Germany Considers Outlawing Employers Emailing Employees After Work Hours
Germany Considers Outlawing Employers Emailing Employees
After Work Hours
By Romina Boccia December 01, 2014
Germans refer to “Close of Business” as Feierabend, which
literally translated means something like party night. Now some in Germany want
to impose a work communications blackout during this sacred time.
Germany already mandates a host of labor policies,
including a minimum of 24 paid vacation days plus holidays and 14 weeks of paid
maternity leave.
The recently proposed no-work-communications-after-hours
regulation would forbid employers from contacting their employees via email or
phone call past their scheduled working hours.

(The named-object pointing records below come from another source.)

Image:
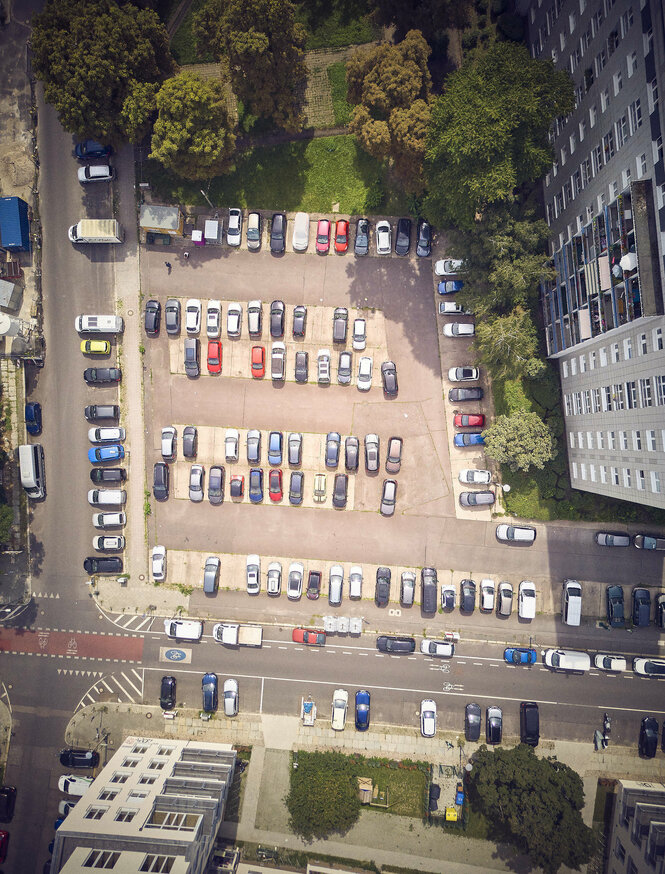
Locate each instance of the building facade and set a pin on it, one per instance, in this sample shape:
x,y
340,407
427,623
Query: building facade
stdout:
x,y
156,806
604,312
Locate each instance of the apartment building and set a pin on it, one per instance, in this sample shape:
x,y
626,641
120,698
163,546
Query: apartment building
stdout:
x,y
156,807
604,312
637,839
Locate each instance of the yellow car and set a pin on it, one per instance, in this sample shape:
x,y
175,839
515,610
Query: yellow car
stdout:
x,y
95,347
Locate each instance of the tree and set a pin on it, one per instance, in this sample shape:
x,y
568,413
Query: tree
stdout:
x,y
508,345
488,131
193,135
90,56
535,803
520,440
263,44
323,796
390,87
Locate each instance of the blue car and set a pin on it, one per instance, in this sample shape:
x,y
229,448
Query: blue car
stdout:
x,y
470,438
520,655
275,448
450,286
362,710
33,418
112,452
256,485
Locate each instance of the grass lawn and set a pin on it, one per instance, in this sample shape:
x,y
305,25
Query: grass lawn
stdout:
x,y
309,175
337,82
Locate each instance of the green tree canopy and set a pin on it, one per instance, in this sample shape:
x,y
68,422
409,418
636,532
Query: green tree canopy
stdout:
x,y
193,136
520,440
390,87
90,57
535,803
263,44
323,797
488,131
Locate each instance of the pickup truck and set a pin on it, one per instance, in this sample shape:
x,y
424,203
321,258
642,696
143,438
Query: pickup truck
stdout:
x,y
231,634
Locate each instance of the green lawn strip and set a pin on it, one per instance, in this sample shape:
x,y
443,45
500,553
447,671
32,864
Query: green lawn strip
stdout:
x,y
307,175
337,82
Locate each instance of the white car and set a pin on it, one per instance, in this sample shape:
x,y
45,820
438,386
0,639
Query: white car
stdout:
x,y
428,717
193,316
169,436
526,600
253,574
234,320
438,648
234,230
72,784
487,593
214,319
448,267
383,238
473,477
106,435
158,561
294,581
459,329
609,662
339,708
359,334
109,520
231,444
365,367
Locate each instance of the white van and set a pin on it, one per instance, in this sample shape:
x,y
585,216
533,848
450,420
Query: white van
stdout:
x,y
184,629
99,324
567,660
31,464
571,607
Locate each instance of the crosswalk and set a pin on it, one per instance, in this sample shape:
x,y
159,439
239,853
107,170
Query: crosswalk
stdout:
x,y
124,687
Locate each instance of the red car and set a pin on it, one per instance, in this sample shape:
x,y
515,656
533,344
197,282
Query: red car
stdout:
x,y
469,420
258,362
214,356
341,235
275,484
237,485
323,236
308,636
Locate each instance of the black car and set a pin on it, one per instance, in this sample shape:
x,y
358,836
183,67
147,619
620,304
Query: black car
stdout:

Hanns Pauli, health and safety expert for the Federation
of German Trade Unions, suggested that contacting workers after hours “crosses
a sacrosanct line in Germany between work and leisure,” according to NPR.
German Labor Minister Andrea Nahles is reportedly calling for an “anti-stress
regulation.”
As is so often the case, nanny state policies like this
one being considered in Germany, end up hurting workers the most, in contrast
to the policies’ stated intentions.
In the same way that the Obamacare employer mandate is
hurting Americans’ full-time employment prospects, mandated benefits are
pushing many Germans to accept part-time, or contract work—because companies
are less likely to hire full-time permanent employees, due to the amount of
regulations. Between 2000 and 2010, the number of Germans in part-time
employment rose by 43 percent. Among men, the number doubled during this
period.
A no-work-communications-after-hours policy could harm
parents in particular. Rigid, inflexible work policies are exactly the wrong
medicine for improving work-life balance. Many parents value being able to
leave the office some afternoons to see their kid’s soccer game and don’t mind
making up for lost work time after dinner, for example. Such arrangements would
get harder to come by.
Moreover, it is unclear that a sizable portion of
employees are bothered by email after hours. According to polling by the German
health insurance carrier DAK, a mere 4 percent of employees strongly object to
reading their work email after hours and on the weekend. Many find it helpful
to be able to combine leisure time and work thanks to electronic communication
devices. Nevertheless, some companies have chosen to literally pull the plug,
like Volkswagen which turns off its email servers after hours.
Instead of a misguided one-size-fits-all solution to what
seems at this point to be a largely imagined problem, the best policy is one
arrived at by mutual consent between employers and their employees. The good
news is that Angela Merkel has shown little interest in burdening the German
economy with even more labor regulations.